Friday, November 19, 2004

The stove is hot, don't touch it

Other such gems like the above one spring to mind, like "Don't touch the big red conspicuous red button" . I wonder how many of you out there prefer to add to your persona profile by experiencing rather than by listening to what others tell you. Even as adults would like to press the big red button out of curiousity rather than be told not to. As a child, you were pretty much an opposite machine, unceasingly taking every opportunity to do the opposite of what you were told. Either out of mild curiosity from what might happen to you, or a masochistic interest on what the reaction might be from your parents. At least that was what my strange childhood was like.

Where's he going with this, you might ask?

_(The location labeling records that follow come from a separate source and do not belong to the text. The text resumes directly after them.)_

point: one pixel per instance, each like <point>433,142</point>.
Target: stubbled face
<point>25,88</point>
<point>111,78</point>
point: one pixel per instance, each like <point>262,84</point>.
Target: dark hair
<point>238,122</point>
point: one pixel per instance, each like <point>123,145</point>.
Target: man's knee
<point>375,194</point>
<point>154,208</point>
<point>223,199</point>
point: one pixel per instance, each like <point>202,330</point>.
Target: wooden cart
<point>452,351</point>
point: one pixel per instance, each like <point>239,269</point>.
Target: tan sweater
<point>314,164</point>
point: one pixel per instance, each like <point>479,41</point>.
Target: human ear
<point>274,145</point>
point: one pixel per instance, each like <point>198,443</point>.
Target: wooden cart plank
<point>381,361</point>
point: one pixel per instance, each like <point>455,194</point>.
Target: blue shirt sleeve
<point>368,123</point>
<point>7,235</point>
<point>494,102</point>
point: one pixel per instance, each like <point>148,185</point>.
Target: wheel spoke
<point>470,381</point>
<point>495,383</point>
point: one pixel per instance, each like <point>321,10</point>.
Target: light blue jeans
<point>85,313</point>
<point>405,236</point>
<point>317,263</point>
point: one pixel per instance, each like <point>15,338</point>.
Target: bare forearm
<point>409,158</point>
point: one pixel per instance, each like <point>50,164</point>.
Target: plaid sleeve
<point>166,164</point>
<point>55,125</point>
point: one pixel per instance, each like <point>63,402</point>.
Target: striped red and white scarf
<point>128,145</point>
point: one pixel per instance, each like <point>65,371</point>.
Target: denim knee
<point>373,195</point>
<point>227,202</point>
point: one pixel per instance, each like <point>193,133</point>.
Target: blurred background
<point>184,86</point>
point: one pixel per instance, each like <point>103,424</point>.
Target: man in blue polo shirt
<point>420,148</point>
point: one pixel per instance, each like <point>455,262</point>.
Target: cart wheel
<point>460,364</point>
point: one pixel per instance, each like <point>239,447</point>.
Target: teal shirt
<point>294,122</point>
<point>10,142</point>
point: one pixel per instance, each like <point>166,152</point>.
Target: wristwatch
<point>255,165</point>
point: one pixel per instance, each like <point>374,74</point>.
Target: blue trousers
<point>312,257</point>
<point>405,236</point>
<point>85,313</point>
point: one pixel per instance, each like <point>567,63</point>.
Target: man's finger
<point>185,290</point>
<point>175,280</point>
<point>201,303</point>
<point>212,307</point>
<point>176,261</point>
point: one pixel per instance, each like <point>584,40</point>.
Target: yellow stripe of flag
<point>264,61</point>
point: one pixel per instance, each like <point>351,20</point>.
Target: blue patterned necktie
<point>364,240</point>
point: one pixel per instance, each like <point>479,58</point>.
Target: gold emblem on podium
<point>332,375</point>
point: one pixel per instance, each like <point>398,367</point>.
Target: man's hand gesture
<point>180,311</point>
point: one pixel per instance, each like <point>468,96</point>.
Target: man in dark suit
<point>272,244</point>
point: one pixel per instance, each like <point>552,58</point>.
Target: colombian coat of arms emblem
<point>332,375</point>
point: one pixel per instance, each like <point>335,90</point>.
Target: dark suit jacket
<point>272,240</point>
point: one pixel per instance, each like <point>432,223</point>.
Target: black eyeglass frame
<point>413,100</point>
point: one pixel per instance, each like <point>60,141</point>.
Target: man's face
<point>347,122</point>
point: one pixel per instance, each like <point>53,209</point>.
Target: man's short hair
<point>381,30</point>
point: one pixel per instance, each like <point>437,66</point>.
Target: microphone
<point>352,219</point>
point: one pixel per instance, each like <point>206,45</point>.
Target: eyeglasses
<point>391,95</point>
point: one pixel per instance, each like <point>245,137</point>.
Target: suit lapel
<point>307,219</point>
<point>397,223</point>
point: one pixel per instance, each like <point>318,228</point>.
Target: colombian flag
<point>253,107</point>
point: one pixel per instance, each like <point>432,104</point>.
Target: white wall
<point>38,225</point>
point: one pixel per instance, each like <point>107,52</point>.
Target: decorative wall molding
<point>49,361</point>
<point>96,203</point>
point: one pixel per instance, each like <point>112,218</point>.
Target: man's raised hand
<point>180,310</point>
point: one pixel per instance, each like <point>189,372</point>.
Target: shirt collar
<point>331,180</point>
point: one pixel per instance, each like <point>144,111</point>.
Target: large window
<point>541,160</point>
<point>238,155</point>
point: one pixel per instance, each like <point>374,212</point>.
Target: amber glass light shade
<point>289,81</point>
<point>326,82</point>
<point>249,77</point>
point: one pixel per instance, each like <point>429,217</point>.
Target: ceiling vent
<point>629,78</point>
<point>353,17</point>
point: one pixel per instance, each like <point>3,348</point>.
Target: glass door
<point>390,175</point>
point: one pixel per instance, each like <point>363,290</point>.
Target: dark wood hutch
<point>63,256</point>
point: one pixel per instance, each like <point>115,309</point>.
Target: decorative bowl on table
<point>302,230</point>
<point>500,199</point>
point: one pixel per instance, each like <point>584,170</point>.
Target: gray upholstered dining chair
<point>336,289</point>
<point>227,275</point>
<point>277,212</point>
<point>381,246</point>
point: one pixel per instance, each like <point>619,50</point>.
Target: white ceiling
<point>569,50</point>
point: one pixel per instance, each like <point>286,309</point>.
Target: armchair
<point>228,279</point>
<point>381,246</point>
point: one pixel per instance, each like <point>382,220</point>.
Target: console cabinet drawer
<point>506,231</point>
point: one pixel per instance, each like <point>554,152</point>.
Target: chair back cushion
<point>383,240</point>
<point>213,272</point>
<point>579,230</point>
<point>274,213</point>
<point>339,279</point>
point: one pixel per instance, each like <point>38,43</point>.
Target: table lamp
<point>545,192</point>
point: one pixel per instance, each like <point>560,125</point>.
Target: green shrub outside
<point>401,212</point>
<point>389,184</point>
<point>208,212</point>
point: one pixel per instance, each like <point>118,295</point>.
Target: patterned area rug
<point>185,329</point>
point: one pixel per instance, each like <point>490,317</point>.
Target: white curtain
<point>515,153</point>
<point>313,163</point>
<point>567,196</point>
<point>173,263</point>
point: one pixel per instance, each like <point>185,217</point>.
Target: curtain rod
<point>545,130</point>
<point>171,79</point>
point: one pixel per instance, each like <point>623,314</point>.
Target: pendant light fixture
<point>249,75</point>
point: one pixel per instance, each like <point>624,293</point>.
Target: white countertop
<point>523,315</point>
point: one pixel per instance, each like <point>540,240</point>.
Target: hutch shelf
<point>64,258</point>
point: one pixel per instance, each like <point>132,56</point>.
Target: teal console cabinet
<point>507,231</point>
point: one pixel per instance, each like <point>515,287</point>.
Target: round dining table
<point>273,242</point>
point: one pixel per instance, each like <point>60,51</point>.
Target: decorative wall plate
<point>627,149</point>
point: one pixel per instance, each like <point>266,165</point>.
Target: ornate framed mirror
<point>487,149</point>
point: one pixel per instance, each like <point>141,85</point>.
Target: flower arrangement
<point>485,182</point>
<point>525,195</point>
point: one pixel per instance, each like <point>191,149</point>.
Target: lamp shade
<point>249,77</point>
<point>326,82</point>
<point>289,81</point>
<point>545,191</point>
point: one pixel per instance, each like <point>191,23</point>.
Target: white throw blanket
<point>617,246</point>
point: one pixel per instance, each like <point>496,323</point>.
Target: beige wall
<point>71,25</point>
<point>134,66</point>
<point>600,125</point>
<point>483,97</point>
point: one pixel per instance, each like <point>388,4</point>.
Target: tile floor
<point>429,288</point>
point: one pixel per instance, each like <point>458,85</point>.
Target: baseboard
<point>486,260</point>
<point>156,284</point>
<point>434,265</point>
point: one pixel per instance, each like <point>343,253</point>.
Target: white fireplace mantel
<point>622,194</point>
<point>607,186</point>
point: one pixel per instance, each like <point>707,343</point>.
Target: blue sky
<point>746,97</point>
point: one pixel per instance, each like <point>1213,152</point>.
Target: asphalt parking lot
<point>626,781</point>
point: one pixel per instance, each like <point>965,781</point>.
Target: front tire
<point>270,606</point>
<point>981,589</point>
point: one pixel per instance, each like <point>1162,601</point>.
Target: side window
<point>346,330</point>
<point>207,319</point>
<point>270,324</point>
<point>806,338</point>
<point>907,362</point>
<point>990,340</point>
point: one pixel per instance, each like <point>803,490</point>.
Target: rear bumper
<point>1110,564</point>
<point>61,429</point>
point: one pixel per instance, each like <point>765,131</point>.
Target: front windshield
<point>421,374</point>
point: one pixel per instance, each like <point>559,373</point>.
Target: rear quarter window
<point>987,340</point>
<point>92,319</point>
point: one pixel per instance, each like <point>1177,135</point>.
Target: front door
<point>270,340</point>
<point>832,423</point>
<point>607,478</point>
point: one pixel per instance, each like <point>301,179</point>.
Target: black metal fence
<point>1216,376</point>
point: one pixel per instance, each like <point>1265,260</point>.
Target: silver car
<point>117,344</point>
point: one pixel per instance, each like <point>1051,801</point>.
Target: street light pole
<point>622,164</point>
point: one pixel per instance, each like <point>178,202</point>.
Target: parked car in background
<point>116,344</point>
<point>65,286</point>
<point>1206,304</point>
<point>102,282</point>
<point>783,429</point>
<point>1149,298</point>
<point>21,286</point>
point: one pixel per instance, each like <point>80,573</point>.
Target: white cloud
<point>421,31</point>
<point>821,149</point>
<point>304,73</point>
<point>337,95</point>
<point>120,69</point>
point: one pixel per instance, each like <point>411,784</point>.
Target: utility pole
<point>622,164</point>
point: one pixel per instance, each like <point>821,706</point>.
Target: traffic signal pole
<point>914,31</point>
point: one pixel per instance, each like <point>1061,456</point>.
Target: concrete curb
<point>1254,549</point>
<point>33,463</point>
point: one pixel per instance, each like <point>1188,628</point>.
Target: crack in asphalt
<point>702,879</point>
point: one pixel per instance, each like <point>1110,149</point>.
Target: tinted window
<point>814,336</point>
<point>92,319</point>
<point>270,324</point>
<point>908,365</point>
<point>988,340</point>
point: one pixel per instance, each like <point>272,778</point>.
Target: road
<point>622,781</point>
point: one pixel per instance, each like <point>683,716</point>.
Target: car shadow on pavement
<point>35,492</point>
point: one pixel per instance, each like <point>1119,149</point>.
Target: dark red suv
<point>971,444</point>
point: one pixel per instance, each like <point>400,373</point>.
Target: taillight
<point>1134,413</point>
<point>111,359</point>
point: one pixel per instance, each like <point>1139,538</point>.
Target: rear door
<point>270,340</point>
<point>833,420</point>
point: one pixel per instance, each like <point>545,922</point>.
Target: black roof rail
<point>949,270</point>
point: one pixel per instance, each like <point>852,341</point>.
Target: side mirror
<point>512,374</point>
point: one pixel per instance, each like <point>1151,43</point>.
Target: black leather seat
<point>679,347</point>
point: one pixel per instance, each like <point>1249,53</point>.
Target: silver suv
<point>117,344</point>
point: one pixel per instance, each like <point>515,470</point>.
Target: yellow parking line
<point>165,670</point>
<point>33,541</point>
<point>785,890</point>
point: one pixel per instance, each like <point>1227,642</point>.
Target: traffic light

Well, I wonder how many of you out there still continue to learn by your mistakes, prefering getting the data and experience from the experience itself rather than being told that it's a bad idea. The most likely response from you guys would be that... you guessed it.....it depends. Do you choose not to try a toke because of adverse effect from that one-off occasion (or possibly it might become addictive)? Perhaps you'll see the world with that much more clarity and how everyone else who's not wasted could have got things so horribly wrong ;) If the answer to this question is yes, where do you draw the line of deciding to take a gamble and just do it? Do there have to be large amounts of quantifiable data to make a decision, or is there just a gut-feeling formula. It'd be really handy that if the gut feeling was a personal, universal truth and that the combination of bile and adrenalin released in to the body that could be accurately measured and thus "what you should do" would be measurable.